4. The Italian law which the Secretary of State desires to prove is said to read as follows:
"Article 1. One is a citizen by birth:
"(1) When his or her father is a citizen.
* * *
"Article 8. One loses citizenship:
"(1) When he of his own will acquires a foreign citizenship and establishes or has established his residence abroad.
* * *
"Article 9. He who has lost citizenship in pursuance of Articles 7 and 8, may reacquire it:
* * *
"(3) After two years of residence in the kingdom, if the loss of citizenship had been due to the acquisition of foreign citizenship.
* * *
"Article 12. Minor non-emancipated children of those who acquire or reaquire citizenship, become citizens, except in cases when, residing abroad, they retain the foreign citizenship, in conformity with the law of the state to which they belong. The child of a foreigner by birth, however, having become a citizen, may, within one year from the date when he becomes of age, or obtains the emancipation, declare his choice of the citizenship of his origin.

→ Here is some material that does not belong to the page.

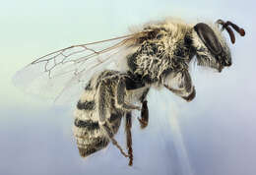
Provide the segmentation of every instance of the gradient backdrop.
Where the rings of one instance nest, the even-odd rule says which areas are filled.
[[[256,83],[254,1],[36,1],[0,7],[0,174],[254,175]],[[222,74],[193,67],[196,98],[187,103],[152,89],[150,124],[134,120],[134,166],[110,145],[82,159],[72,137],[72,105],[24,94],[15,72],[72,44],[119,36],[133,25],[164,17],[232,21],[246,29],[230,45],[233,65]],[[136,114],[138,116],[138,114]],[[117,140],[124,143],[124,131]]]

"Minor non-emancipated children of those who lose citizenship, become foreigners if they possess their residence in common with the parent who has patria potestas, or legal guardianship of them, and acquire the citizenship of the foreign country. * * *" Flournoy and Hudson, Nationality Laws (1929) Law of June 13, 1912, pp. 363-6.
5. Repealed by 66 Stat. 280 (1952). For the corresponding provision of the present law, see 8 U.S.C. § 1481(a) (1) (1952), 8 U.S.C.A. § 1481(a) (1).
6. In certain instances not here involved, the Act allows an additional period of two years from its effective date within which to acquire permanent residence in the United States.
7. Reversing decision of this court reported at 90 U.S.App.D.C. 112, 193 F.2d 920.
8. Though the plaintiff in Gaudio was not a dual national from birth, as was plaintiff in the instant case, she did acquire a foreign naturalization after birth through the naturalization of her parents in Italy.